Reports of the existence of a video of the Germanwings crash, filmed from inside the aircraft on a cell phone and later extracted from the memory card, have got everyone talking: is the video real (German and French media say yes) or not (the chief French prosecutor had never heard of it)? But another question remains: how does cell phone footage survive a plane crash? Given the massive impact evidenced by the A320’s debris and the complete carnage that ensued, the video’s teeny vehicle (described simply as a mobile phone) has been through a lot.
Regardless of whether or not the footage should be shown publicly, the fact that intact data encrypted on a cell phone memory may actually have survived the crash seems somewhat insane. A Lufthansa spokesperson, in response to the news, said the company did not know of the video, but added: “Considering that everything on the plane was destroyed, it would be unusual for a mobile phone to survive the impact.”
Breitbart's John Hayward writes that he initially assumed the footage must have been uploaded to cloud storage and accessed from there. But, he points out, French police did reportedly find relatively intact cell phone materials from the debris.
This admission, Hayward says, implies that the authorities have not yet managed to extract any useful information from the recovered phones. A French Gendarmerie spokesperson told CNN that he believed the recovered cell phones would need to be delivered to the Criminal Research Institute in Rosny-sous-Bois (near Paris) to be examined by specialist technicians. This has not so far happened, although one suspects it will shortly in the light of this most recent supposed discovery. In fact, chief French prosecutor Brice Robin demanded Wednesday that anyone with videos of the crash hand over the footage immediately.

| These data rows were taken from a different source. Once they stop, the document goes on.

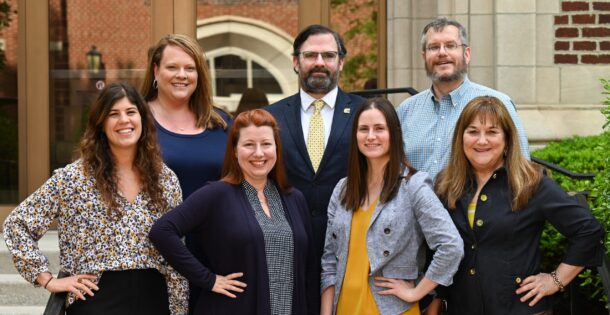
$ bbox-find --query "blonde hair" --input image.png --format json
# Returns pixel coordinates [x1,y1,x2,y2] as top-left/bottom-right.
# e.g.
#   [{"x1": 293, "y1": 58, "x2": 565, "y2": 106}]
[{"x1": 140, "y1": 34, "x2": 227, "y2": 129}]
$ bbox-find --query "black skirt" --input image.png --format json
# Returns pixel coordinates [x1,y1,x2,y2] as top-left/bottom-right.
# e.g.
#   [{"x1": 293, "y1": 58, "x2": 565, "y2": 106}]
[{"x1": 66, "y1": 269, "x2": 170, "y2": 315}]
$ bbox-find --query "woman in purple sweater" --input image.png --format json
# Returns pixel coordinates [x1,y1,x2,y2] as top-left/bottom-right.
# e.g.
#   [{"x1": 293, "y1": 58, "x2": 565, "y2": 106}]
[{"x1": 150, "y1": 109, "x2": 319, "y2": 314}]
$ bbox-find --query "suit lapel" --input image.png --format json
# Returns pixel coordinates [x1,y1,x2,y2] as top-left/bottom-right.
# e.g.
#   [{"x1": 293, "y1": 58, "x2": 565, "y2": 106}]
[
  {"x1": 318, "y1": 89, "x2": 354, "y2": 170},
  {"x1": 284, "y1": 93, "x2": 314, "y2": 173},
  {"x1": 367, "y1": 200, "x2": 386, "y2": 230}
]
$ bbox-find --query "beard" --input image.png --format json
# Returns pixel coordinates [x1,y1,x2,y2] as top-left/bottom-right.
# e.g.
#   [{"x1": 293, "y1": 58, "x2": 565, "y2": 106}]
[
  {"x1": 299, "y1": 67, "x2": 339, "y2": 94},
  {"x1": 426, "y1": 56, "x2": 468, "y2": 82}
]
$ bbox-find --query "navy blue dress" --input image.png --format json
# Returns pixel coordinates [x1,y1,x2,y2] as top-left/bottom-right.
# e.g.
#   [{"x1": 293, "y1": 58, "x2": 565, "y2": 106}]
[{"x1": 155, "y1": 111, "x2": 232, "y2": 309}]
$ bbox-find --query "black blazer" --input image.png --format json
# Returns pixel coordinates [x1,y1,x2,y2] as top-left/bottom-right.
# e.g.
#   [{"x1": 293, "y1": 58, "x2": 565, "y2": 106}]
[
  {"x1": 265, "y1": 89, "x2": 364, "y2": 261},
  {"x1": 440, "y1": 168, "x2": 604, "y2": 315}
]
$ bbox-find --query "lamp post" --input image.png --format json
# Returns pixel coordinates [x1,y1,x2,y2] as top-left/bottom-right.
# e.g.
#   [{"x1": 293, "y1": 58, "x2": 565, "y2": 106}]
[{"x1": 87, "y1": 45, "x2": 102, "y2": 73}]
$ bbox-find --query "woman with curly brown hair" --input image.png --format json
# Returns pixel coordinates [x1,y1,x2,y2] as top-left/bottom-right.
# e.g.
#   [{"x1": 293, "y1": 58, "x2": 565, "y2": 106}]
[
  {"x1": 4, "y1": 83, "x2": 188, "y2": 314},
  {"x1": 436, "y1": 96, "x2": 604, "y2": 315}
]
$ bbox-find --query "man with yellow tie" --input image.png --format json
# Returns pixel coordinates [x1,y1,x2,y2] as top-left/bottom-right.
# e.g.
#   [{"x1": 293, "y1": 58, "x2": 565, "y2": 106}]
[{"x1": 265, "y1": 25, "x2": 364, "y2": 296}]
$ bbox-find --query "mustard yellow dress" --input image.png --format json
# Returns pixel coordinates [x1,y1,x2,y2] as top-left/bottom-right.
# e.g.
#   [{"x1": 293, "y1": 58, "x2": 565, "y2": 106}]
[{"x1": 337, "y1": 200, "x2": 420, "y2": 315}]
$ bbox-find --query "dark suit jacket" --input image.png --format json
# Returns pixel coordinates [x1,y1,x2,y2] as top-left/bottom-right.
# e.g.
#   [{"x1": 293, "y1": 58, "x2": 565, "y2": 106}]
[
  {"x1": 265, "y1": 89, "x2": 364, "y2": 261},
  {"x1": 439, "y1": 168, "x2": 604, "y2": 315},
  {"x1": 150, "y1": 181, "x2": 320, "y2": 315}
]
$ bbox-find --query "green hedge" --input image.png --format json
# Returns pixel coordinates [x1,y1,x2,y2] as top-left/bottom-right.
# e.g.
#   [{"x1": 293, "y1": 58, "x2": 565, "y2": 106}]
[{"x1": 532, "y1": 80, "x2": 610, "y2": 308}]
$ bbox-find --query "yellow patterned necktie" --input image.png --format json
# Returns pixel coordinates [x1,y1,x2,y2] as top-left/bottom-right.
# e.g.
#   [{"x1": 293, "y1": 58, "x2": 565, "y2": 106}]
[{"x1": 307, "y1": 100, "x2": 324, "y2": 172}]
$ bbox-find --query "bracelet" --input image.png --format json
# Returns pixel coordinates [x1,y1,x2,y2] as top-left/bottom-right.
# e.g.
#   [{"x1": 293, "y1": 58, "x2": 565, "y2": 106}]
[
  {"x1": 551, "y1": 271, "x2": 565, "y2": 292},
  {"x1": 42, "y1": 276, "x2": 55, "y2": 290}
]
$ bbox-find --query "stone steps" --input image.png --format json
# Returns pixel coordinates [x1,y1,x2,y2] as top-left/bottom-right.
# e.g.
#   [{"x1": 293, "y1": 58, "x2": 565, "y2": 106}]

Julian Reichelt, editor-in-chief of Bild (a German newspaper that published reports of the video alongside French magazine Paris Match), told CNN that the two publications are “very confident” that the video is real. Neither publication showed the apparently harrowing video, instead they settled with describing its contents. In their report, Bild interviewed a mobile phone expert to find out how such a video may have made it through the trauma of the crash. Cell phone tester Dirk Lorenz told them:
It’s very unlikely a mobile phone could have survived such an impact. … However, a memory card can be very durable. … Even if a mobile phone smashes into a thousand pieces, the memory card can remain intact. For example, if the impact was somewhat cushioned.

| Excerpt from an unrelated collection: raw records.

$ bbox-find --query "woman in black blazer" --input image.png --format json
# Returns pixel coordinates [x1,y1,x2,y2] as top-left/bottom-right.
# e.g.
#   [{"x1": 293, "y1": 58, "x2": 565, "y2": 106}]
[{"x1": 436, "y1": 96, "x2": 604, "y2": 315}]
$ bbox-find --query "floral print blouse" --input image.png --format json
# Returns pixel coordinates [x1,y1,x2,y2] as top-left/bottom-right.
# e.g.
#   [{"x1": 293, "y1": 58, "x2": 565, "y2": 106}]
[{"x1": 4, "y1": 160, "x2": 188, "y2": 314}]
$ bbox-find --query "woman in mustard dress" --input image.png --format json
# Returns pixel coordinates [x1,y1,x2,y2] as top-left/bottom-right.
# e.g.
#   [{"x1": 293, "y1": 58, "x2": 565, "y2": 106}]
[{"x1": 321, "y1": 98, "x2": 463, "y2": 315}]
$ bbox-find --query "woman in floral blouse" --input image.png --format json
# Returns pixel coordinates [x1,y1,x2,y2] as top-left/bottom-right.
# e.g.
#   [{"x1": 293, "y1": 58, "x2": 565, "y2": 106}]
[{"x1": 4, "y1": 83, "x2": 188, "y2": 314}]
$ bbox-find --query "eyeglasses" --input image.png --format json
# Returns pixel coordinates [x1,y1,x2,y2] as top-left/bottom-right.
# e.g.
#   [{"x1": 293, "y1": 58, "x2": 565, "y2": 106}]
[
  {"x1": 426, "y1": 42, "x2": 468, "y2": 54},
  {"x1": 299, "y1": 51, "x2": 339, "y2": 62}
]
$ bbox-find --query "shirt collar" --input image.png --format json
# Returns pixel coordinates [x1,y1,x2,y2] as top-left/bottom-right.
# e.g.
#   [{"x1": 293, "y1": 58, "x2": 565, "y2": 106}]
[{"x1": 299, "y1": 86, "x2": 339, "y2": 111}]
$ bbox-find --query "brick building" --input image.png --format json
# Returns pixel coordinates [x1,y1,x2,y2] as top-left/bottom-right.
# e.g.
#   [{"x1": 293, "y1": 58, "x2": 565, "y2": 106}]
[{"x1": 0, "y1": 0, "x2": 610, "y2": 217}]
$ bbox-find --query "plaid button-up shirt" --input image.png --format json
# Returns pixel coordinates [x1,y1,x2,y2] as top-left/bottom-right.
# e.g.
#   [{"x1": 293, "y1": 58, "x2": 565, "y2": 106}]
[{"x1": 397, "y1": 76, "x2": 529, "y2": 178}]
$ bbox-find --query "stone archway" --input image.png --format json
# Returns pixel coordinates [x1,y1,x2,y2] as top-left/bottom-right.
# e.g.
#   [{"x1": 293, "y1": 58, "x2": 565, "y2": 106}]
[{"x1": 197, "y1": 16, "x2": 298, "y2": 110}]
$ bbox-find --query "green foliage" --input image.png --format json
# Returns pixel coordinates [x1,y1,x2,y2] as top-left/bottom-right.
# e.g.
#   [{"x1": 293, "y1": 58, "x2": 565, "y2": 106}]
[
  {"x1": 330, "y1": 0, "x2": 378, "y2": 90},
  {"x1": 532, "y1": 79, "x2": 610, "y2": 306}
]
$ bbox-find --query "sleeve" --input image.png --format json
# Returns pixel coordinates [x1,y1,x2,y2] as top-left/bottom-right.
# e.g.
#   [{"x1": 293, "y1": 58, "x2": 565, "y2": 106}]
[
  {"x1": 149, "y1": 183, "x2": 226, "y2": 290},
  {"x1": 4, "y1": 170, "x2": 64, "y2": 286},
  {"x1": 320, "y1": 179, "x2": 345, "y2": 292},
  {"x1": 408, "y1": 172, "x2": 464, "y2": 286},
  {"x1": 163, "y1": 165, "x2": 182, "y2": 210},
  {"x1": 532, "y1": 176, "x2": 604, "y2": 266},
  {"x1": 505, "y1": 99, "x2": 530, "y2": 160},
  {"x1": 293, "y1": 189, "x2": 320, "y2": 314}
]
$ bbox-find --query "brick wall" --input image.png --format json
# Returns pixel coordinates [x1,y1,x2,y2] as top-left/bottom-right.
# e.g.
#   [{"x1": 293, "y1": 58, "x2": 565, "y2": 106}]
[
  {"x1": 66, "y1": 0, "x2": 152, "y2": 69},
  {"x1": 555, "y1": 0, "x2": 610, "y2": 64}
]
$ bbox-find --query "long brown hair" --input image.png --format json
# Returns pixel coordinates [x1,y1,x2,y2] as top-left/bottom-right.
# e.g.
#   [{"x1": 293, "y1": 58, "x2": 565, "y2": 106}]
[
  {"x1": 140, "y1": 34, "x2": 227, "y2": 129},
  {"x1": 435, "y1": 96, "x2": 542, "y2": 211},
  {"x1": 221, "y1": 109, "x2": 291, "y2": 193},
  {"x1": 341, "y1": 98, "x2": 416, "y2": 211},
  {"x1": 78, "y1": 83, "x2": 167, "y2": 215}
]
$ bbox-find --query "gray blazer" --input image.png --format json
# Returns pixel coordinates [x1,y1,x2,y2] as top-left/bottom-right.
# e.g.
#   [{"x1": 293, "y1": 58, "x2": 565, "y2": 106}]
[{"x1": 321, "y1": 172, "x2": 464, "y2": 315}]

Given the proven inability of smart-phones to handle even light household trauma, it comes as no surprise that they’d be pulverized in a plane crash. By contrast, memory cards are seemingly built with more of an eye to longevity. We don’t know the type of card involved, obviously, but we can look at the playing field. SanDisk, for example, promises that its memory chips are “tested under harsh conditions.” The products should, supposedly, be able to withstand: three days submerged in a small volume of water; temperatures between -13ºF and 185ºF (for 100 cycles, or 28 hours); 500Gs of shock; drops of up to 16.4 feet; and impact equivalent of being run over by a 5 ton delivery truck.

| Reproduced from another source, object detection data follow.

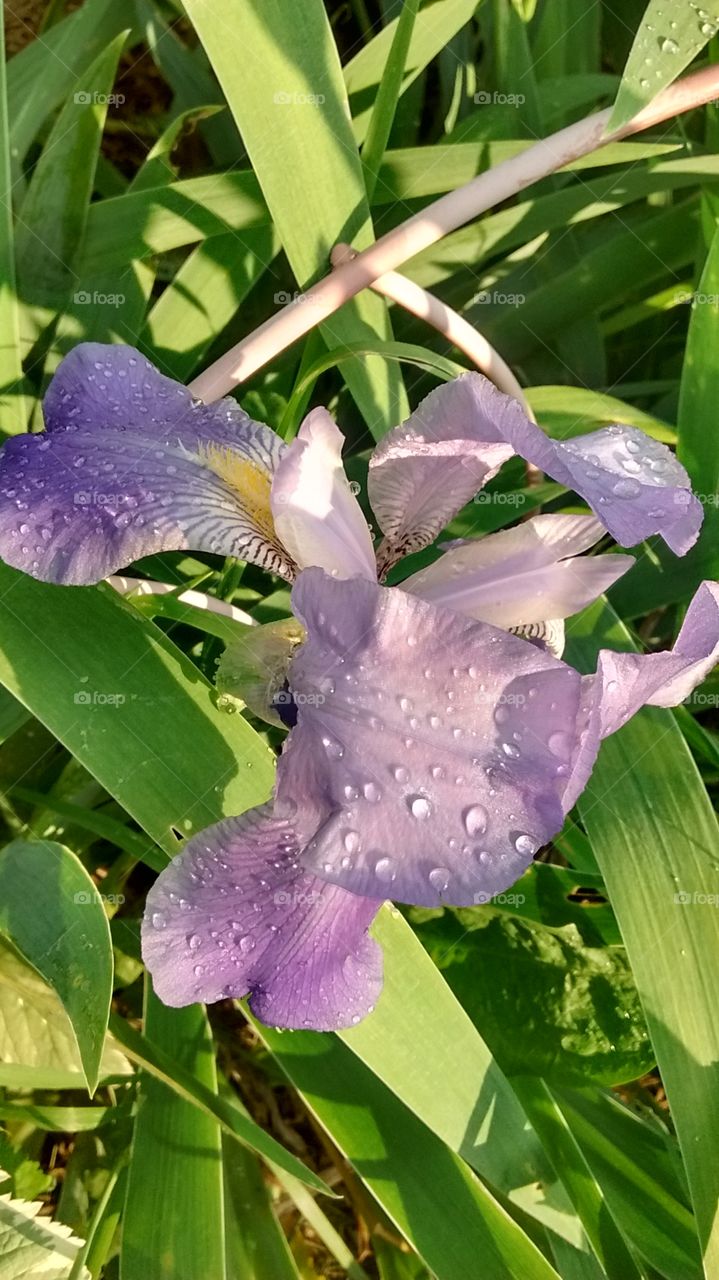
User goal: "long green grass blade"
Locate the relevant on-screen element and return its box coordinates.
[186,0,407,438]
[120,998,223,1280]
[571,604,719,1276]
[0,840,113,1093]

All very impressive, but coming out the other side of a normal wash cycle surely doesn’t ensure a memory card’s survival in a high-impact plane crash. After all, black boxes are specifically designed to endure crashes: black box manufacturer Honeywell told NBC News that their products should survive impacts up to 3,400 times the force of gravity, ocean depths of 20,000 feet and the extreme temperatures of fire and ice. Yet black boxes have been known to be destroyed. In 2005, when a Cypriot passenger plane went down in Greece, one of the vehicle’s black boxes was rendered utterly useless, despite being designed to survive up to 2,000ºF (quite a bit more than their puny memory card relatives).
But, even if it seems unlikely, Bild's expert makes clear that it is possible; indeed, the fact that things we fabricate tend to outlast human beings has provided poets throughout time with endless pathos. A Gizmodo report on the MH370 disaster, weeks after the Malaysia Airlines plane disappeared, suggested that even the cell phones on that ill-fated vehicle would still be recoverable (once found). A representative of 4Discovery, a mobile phone data forensics firm, told CNN (as reported by Gizmodo) that the material was likely to be recoverable even after months underwater. “As long as the data cards are intact, the information is still there,” the expert said.
Given the reports of “relatively intact” mobile devices at the Germanwings crash, it seems likely that the authorities have found intact SIM cards, and thus have access to extractable material. If that’s the case, this investigation is presumably about to delve into a whole cache of potential evidence.